I've created a variable order Markov chain built on top of a tree, but I can't train on datasets >1MB worth of text without running out of memory. I'm sure the tree can be replaced by something else more efficient, but I'm struggling with figuring that out. I've heard a linked list might work, but I'm not sure how.
Below is the AddString
method for variable order chains (of characters).
public void AddString(string s)
{
// Construct the string that will be added.
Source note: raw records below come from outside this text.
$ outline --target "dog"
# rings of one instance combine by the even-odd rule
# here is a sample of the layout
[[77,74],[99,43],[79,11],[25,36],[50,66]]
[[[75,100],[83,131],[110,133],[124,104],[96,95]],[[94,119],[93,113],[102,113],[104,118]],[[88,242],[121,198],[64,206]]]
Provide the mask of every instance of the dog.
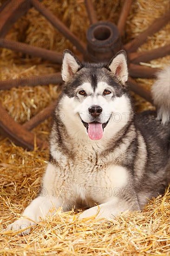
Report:
[[134,113],[124,50],[105,64],[81,63],[65,50],[61,74],[42,183],[46,193],[8,227],[24,235],[54,206],[88,208],[80,218],[141,210],[170,181],[170,67],[152,88],[157,116]]

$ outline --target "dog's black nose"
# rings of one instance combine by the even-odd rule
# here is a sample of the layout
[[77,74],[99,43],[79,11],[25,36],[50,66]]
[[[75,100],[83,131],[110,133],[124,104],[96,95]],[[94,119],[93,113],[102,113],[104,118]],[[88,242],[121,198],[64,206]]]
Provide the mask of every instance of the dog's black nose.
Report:
[[101,108],[99,106],[97,106],[94,105],[94,106],[92,106],[90,108],[89,108],[89,113],[94,117],[97,117],[102,112],[102,108]]

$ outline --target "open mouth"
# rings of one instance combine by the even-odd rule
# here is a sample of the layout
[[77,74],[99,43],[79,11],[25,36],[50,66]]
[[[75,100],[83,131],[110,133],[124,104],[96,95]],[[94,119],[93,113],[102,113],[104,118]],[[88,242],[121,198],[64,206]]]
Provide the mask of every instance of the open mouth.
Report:
[[103,137],[104,128],[107,126],[111,116],[107,122],[102,123],[97,121],[93,121],[91,123],[86,123],[81,118],[83,125],[87,129],[87,132],[89,138],[91,140],[100,140]]

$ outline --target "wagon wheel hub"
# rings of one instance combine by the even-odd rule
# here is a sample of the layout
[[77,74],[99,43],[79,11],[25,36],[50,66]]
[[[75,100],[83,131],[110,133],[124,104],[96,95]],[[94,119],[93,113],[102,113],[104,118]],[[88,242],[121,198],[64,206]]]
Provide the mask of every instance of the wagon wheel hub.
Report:
[[[34,47],[26,43],[13,42],[5,38],[9,29],[20,17],[31,7],[33,7],[60,33],[61,33],[81,53],[80,59],[93,62],[108,61],[121,49],[125,50],[129,59],[130,77],[129,85],[130,88],[147,101],[152,102],[150,92],[140,84],[137,84],[131,77],[151,78],[155,76],[157,68],[143,67],[140,62],[146,62],[170,54],[170,45],[142,53],[137,52],[138,48],[147,39],[148,36],[159,31],[170,20],[169,10],[163,16],[156,19],[144,32],[126,44],[123,45],[121,37],[124,35],[127,17],[131,10],[132,0],[124,1],[124,5],[117,25],[106,21],[98,21],[91,0],[85,0],[91,26],[87,32],[87,45],[78,38],[58,18],[38,0],[7,0],[3,7],[0,15],[0,46],[11,50],[37,56],[52,62],[61,64],[62,54],[56,51]],[[37,76],[33,80],[29,76],[26,80],[22,77],[12,81],[0,81],[0,89],[9,89],[13,87],[25,85],[61,83],[59,73]],[[22,126],[16,123],[8,115],[0,102],[0,128],[5,134],[13,140],[16,144],[28,149],[33,149],[35,145],[39,148],[46,148],[47,143],[35,138],[31,130],[49,117],[53,112],[55,102],[38,113],[33,118]],[[41,115],[40,114],[43,114]],[[39,118],[39,116],[41,116]]]

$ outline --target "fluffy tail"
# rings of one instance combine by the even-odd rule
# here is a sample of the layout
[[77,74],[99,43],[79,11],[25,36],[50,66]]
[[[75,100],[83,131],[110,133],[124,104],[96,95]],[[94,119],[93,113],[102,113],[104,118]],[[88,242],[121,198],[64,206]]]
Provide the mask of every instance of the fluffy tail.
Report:
[[157,108],[157,118],[164,124],[170,120],[170,66],[157,74],[157,78],[152,86],[151,93]]

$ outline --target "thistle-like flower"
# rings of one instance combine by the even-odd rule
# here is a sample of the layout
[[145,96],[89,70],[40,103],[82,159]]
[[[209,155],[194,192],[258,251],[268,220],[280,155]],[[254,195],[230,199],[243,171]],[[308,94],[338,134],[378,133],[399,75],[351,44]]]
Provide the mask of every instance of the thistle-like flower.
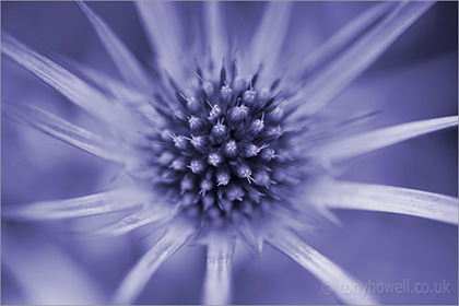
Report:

StringBuilder sb = new StringBuilder(s.Length + 2 * (MarkovOrder));
sb.Append(StartChar, MarkovOrder);
sb.Append(s);
sb.Append(StopChar, MarkovOrder);
for (int i = 0; i < sb.Length; ++i)
{
// Get the order 0 node
Node parent = root.AddChild(sb[i]);
//add N-grams
for (int j = 1; j <= MarkovOrder && j + i < sb.Length; j++)
{
Node child = parent.AddChild(sb[j + i]);
parent = child;
}
}
}
(code base found here)
This code bloats my memory with every order up to the defined order, and I'm not sure how I'd alter it to only store one order without it completely breaking down. I'd like to do something like
markov = new markovChain(order = 3);.
I've been playing around with algorithms that can store a chain of order (i.e.) 4 without going through the other orders. These implementations aren't performing as well, and I keep resorting to several lists that make node creation complex for me. (https://gist.github.com/mtbarta/8127895)
I'm not sure what structure to use so that I can generate a chain at a given order without bloating memory use. Can I implement a linked list that stores a list of following nodes? Does that ruin the point of a linked list while bloating my memory anyway?